19 novembro, 2012

O Sistema Nos Castra



Born and Raised (Album Version) by John Mayer on Grooveshark
Tenho dezesseis anos e estou na sala de aula, em uma rodinha de amigos. Sou uma garota sorridente, confiante, alegre - até demais para o meu gosto - todos me observam enquanto me desdobro a falar. Falo sobre a vida que virá depois, quando eu sair da minha cidadezinha e for estudar e trabalhar na capital. Digo confiante que não mudarei com meus amigos, que não me tornarei uma patricinha metida que vive na merda, mas que finge ter uma vida de rainha em uma cidade desconhecida e cheia de pessoas tão sedentas por sucesso quanto ela.

As pessoas na rodinha me olham, algumas acreditam, outras dizem que a mudança é inevitável, que aconteceu com todos os outros que partiram e que não sou tão melhor assim para conseguir me manter indissolúvel ao sistema que me aguarda; que serei apenas mais um que se vai e não volta para contar como é o mundo do lado de lá.

Bato o pé, digo que vou continuar exatamente do jeito que sou, que não vou deixar de pintar o cabelo de uma cor diferente por mês só para conseguir um emprego, que não trocaria minha banda de rock, por um escritório, que não tirarei meus piercings só porque assustam os garotos, que não deixaria ninguém me xingar por se achar melhor do que eu, que manteria minha alma rebelde inabalável sempre, não importava o que acontecesse.
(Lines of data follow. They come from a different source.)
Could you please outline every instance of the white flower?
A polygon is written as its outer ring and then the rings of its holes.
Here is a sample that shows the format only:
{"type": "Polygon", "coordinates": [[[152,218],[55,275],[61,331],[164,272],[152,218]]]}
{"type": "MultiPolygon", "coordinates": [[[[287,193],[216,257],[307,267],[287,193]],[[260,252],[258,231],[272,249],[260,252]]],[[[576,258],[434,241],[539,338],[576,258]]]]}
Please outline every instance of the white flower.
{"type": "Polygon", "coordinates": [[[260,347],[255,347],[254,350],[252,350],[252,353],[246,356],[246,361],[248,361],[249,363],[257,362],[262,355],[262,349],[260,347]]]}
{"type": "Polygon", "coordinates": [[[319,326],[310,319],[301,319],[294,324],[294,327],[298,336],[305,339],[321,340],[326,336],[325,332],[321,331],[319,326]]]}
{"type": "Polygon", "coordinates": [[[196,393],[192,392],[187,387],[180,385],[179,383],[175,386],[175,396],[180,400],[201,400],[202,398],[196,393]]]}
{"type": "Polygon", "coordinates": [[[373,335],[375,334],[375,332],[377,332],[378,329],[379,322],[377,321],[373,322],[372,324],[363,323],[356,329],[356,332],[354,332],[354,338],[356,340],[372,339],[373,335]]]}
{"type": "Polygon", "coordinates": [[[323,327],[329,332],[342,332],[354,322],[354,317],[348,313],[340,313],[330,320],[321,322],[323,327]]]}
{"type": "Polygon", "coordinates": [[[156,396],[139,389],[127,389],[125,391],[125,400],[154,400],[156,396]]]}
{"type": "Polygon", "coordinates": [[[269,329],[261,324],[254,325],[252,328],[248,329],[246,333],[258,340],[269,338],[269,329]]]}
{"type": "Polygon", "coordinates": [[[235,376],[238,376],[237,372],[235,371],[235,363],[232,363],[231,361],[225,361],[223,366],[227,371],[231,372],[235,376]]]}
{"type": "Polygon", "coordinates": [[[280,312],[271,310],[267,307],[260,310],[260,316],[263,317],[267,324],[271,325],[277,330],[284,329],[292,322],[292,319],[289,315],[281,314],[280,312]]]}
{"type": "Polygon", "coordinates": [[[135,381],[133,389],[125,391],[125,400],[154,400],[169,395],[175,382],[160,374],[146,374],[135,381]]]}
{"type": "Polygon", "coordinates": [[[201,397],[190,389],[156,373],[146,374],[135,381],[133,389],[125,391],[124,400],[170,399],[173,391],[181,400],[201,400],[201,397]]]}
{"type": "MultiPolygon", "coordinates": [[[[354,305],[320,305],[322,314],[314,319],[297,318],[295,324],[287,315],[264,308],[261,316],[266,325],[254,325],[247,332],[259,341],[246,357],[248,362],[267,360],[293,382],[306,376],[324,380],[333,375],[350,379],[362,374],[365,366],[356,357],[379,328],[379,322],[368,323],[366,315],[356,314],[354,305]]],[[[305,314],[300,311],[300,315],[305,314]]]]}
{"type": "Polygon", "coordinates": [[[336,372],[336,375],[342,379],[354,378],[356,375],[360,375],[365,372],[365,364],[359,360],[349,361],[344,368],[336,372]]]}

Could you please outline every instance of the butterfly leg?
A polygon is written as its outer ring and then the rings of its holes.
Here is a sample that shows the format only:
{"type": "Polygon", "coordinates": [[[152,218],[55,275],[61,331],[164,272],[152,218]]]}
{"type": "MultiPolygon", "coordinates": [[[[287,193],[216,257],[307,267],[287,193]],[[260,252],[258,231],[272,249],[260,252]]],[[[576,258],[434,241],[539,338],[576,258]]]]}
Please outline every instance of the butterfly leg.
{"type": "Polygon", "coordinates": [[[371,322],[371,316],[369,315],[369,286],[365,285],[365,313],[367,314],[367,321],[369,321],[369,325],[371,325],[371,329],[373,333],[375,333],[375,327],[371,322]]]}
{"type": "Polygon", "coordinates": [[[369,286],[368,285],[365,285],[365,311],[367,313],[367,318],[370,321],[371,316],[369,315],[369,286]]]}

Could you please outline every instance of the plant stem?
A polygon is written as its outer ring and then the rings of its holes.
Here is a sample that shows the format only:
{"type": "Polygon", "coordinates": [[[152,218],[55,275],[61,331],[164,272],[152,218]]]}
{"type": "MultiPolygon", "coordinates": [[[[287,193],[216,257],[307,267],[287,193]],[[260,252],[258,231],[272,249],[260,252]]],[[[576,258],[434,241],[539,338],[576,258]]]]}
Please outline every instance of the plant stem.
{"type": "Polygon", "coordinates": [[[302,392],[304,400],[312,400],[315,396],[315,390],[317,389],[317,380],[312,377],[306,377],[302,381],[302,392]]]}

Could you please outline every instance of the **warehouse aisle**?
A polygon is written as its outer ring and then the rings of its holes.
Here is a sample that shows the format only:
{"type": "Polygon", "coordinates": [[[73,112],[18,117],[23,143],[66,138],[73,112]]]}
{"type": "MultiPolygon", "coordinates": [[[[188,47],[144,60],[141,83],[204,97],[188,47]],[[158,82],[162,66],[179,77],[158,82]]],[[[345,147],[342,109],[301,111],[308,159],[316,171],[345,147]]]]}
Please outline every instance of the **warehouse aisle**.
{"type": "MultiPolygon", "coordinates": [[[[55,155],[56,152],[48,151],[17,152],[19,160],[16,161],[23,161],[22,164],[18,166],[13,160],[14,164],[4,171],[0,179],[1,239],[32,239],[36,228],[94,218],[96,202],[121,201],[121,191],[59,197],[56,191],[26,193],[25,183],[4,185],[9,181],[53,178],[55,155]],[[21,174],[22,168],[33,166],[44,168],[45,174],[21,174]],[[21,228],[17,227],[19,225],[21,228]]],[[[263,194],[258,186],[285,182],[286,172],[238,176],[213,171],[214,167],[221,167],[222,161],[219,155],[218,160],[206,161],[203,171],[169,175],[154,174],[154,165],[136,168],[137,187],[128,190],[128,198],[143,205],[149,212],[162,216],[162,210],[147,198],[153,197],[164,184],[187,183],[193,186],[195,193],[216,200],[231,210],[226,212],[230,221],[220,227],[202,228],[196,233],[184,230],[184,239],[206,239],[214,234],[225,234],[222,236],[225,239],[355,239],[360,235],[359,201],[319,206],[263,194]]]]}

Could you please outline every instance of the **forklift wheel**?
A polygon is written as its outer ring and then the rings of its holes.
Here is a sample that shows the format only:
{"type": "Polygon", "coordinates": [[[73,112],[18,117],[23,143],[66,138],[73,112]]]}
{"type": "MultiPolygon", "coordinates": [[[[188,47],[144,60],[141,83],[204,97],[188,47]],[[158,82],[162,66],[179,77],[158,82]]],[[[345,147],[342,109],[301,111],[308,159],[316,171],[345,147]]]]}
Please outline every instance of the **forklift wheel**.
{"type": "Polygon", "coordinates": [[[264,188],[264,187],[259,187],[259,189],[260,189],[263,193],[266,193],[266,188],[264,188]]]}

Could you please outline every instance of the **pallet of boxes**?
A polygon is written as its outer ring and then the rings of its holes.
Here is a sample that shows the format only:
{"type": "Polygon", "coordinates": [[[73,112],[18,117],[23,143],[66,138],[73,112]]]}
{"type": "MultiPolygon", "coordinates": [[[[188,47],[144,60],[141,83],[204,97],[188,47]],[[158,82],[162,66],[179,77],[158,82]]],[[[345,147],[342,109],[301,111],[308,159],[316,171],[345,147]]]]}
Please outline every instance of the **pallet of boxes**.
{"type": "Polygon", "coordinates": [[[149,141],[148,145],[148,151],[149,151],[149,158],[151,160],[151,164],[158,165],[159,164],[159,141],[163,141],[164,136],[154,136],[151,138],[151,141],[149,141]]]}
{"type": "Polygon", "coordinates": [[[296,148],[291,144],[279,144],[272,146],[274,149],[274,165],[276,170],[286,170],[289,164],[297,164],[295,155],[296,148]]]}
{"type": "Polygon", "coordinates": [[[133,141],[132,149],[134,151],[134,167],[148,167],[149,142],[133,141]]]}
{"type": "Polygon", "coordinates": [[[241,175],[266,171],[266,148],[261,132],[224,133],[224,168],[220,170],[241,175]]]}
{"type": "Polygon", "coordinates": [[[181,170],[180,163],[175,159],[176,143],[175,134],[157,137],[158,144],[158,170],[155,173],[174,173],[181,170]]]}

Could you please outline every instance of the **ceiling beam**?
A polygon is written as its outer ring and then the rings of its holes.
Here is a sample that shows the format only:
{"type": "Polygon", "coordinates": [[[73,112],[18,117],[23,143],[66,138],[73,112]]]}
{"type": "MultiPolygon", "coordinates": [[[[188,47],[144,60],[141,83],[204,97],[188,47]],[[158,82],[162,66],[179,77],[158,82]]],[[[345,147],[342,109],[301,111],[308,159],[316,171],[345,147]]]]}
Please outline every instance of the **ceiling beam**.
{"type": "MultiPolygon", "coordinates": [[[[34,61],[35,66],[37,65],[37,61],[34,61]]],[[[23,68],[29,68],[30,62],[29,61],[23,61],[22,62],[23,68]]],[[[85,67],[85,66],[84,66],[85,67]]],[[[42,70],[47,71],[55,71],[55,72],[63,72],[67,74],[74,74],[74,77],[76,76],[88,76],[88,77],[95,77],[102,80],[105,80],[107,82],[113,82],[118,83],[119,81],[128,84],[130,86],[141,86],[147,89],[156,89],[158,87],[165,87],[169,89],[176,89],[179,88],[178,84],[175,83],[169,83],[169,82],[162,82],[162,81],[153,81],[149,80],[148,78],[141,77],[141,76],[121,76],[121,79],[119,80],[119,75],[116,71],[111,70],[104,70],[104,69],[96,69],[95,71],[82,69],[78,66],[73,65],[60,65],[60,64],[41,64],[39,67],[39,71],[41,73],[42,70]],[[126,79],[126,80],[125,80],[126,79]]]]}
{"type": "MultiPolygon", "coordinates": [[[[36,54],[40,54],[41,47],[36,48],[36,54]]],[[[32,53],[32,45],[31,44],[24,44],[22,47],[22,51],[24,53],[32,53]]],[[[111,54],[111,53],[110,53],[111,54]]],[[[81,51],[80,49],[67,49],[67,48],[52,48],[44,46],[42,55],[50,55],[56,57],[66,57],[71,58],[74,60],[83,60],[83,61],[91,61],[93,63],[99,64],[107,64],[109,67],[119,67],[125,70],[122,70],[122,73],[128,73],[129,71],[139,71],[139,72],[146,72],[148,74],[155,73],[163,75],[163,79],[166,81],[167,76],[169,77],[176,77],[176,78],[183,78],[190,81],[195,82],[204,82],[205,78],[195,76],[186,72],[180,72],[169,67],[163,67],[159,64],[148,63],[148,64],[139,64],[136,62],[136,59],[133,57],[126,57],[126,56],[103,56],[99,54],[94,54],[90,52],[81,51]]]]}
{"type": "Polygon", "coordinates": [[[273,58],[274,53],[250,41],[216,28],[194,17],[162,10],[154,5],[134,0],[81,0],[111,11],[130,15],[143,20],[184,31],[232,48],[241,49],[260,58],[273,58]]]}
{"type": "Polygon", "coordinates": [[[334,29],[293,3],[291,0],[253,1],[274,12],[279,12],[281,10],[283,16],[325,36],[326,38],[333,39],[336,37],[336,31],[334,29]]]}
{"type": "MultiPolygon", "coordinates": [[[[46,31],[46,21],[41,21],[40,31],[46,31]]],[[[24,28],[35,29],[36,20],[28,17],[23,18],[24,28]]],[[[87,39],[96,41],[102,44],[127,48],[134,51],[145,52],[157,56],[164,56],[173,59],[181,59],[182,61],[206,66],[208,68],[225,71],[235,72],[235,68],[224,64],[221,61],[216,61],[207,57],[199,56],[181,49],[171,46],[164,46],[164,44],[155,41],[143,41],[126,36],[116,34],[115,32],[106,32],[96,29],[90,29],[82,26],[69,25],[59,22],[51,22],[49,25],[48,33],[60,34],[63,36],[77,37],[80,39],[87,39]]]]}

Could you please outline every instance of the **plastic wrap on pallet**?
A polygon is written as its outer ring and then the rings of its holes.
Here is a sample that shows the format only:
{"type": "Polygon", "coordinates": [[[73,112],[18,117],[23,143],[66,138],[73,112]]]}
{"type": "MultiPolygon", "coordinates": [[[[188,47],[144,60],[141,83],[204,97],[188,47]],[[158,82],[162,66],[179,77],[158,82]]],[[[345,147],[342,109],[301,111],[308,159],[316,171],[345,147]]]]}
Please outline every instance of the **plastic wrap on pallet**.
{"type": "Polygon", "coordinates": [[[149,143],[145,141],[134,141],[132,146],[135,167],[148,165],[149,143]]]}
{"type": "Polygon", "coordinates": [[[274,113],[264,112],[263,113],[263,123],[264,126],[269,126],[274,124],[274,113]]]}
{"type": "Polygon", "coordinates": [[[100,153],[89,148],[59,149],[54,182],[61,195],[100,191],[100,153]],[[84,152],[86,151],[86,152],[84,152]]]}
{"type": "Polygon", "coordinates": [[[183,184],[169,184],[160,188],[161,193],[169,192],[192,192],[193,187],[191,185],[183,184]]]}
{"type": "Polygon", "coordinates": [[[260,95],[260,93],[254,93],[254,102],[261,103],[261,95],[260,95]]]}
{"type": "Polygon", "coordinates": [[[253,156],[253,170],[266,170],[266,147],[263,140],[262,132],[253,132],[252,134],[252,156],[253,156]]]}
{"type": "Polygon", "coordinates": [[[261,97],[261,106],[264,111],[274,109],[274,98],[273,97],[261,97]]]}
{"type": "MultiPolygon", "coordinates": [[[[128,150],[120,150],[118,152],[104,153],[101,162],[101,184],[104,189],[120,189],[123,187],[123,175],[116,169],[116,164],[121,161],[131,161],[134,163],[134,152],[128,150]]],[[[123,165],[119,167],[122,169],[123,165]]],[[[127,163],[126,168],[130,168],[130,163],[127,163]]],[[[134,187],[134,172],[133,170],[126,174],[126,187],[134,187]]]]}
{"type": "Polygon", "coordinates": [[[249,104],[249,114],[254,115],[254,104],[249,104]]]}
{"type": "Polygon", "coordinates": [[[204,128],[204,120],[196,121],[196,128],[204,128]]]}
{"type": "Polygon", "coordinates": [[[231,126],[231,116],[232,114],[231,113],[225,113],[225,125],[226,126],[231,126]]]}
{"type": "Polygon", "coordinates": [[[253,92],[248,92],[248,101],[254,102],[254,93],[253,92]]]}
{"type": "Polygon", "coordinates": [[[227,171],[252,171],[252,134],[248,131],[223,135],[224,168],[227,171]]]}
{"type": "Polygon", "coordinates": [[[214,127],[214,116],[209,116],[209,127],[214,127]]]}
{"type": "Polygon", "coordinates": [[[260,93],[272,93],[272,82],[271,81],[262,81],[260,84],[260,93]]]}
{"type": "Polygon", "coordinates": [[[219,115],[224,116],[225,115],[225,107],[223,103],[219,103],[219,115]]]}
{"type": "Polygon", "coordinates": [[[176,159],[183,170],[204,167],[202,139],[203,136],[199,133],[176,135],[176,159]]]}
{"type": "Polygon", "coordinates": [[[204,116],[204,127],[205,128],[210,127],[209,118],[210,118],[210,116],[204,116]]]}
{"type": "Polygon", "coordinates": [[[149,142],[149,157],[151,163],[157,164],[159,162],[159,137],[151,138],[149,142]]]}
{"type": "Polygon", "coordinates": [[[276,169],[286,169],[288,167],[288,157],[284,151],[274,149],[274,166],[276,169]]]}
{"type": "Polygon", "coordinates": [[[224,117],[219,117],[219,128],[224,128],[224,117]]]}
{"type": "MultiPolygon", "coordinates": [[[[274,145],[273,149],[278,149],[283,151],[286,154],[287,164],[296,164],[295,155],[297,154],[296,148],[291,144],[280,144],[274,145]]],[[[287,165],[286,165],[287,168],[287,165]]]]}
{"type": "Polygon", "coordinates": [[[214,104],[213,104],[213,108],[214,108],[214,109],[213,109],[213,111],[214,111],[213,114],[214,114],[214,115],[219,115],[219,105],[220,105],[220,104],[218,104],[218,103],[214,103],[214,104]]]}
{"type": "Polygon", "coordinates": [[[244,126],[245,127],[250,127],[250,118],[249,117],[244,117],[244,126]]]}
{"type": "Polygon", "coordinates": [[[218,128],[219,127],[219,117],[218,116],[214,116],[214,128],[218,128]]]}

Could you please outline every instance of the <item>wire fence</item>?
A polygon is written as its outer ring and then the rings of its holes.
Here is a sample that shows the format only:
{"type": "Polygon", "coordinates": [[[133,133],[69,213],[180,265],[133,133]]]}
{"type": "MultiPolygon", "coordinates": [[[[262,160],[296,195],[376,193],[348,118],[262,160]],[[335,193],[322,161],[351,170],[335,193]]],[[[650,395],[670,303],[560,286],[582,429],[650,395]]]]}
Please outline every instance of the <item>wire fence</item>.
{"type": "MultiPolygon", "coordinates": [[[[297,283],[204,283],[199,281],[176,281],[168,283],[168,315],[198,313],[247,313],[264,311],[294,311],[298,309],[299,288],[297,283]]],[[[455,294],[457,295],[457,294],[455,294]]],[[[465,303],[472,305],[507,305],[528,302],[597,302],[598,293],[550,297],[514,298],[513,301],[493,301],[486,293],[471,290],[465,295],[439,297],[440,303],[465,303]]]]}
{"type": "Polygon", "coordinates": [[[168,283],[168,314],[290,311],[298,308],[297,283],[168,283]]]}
Então acontece que a gente cresce, e não quero dizer que com isso a minha "alma rebelde" tenha sumido, mas a gente aprender a se conter perante as pessoas e as situações e a dar o troco de forma mais categórica, aprende que para tudo e para todos existe uma hora certa. Pelo menos é isso em que nos obrigamos a acreditar, talvez para não perceber que no fundo, está tudo é muito do seu errado.

Os ouvidos ficam mais sensíveis, se ouve menos rock-paulera e mais soul, fala-se menos gírias e palavrões, usa-se roupas mais "adequadas", e vivemos a vida que renegávamos. Tornamo-nos quem dizíamos nunca querer ser. Somos arrastados por uma avalanche de contas, responsabilidades, dúvidas, medos, frustrações, insônia, desejos, pessoas e ideais inalcançáveis. O sistema nos castra, e quando percebemos não temos mais dezesseis anos, mas sessenta e um, estamos aposentados, sentados em cadeiras de balanço na varanda de frente para rua, e pensamos em tudo o que queríamos fazer aos dezesseis.